Gradually introducing your bird to baths and showers so your bird loves them – Sally Blanchard

Gradually introducing your bird to baths and showers so your bird loves them – Sally Blanchard

When I speak at a seminar and talk about giving a parrot a bath or shower, a lot of people exclaim that their parrots hate their baths/showers. When I hear this from an Amazon caregiver I know that people are missing some important information because most Amazons love their showers. In fact, when a parrot of another species loves its shower, it is often said that the bird is like an Amazon parrot. There is also a commonly held belief that African Greys don’t like to bathe. I can’t remember a single parrot that I have worked with that didn’t like getting a bath or a shower if it is done or introduced in the “right way.” Bathing or showering is a very important part of a parrot’s life. Many parrots come from areas of the world with high humidity and even in the drier areas of Australia have a monsoon season. Parrots depend on bathing for feather care and respiratory health. Bathing encourages preening which is the way that parrots keep their feathers in good condition.

I often joke that people put the squirt bottle “on stun” and then try to shoot the bird off of the perch and wonder why their parrots don’t like showers. I think that just about every parrot can learn to love showers if it is presented to them in a gradual manner. Many parrots get used to things gradually instead of all at once. Too many people see that their parrots don’t like shower the first time so they give up way too soon. Parrots need bathing opportunities but they need to be presented with nurturing fun.

When my late great grey Bongo Marie came to live with me back in the mid-1970s, she was afraid of everything. She was very a very sick wild-caught parrot so I had to medicate her and that didn’t help her learn to trust me. After we finished the medicine, I couldn’t even make eye contact with her or she would throw herself off of her perch and do that classic wild African grey growl as if I was going to kill her. I learned to lower my head and not look at her when I walked by her cage. Gradually I could look at her as long as I lowered my head after the eye contact. Everything was presented to her gradually and during the next six weeks or so she gradually began to trust me.

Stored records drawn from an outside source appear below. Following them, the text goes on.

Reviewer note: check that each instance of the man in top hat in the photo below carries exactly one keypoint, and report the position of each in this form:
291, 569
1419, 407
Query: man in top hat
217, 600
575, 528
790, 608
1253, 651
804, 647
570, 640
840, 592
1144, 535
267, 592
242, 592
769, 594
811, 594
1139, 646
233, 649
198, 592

She was quite dirty when she came to me and I had tried to towel some of that off of her when I medicated her. I couldn’t imagine her accepting a shower. Once she would step on my hand and sit on my chair arm and watch TV with me, I started working on teaching her to enjoy being showered. I noticed right away that she seemed very alarmed by the squirt bottle I had and wondered if it was the red nozzle. The next day I went shopping and found a squirt bottle with a blue nozzle and she seemed OK with that. When she was sitting with me, I squirted myself in the face with a fine mist spray and laughed. I did that several times over a few days and then I sprayed to the side of her so only the finest mist hit her. The first few times she shook her whole body but she didn’t seem afraid.

Each time she sat with me I would spritz her a little bit more but never with the squirt bottle pointed directly at her. Each time I would be a bit silly and tell her I was going to get her and laugh. After a week or so more she relaxed and was no longer threatened by the presence of the previously dreaded squirt bottle. I would always spray to her side giving her an invitation to move into the spray if she wanted to and eventually she did want to.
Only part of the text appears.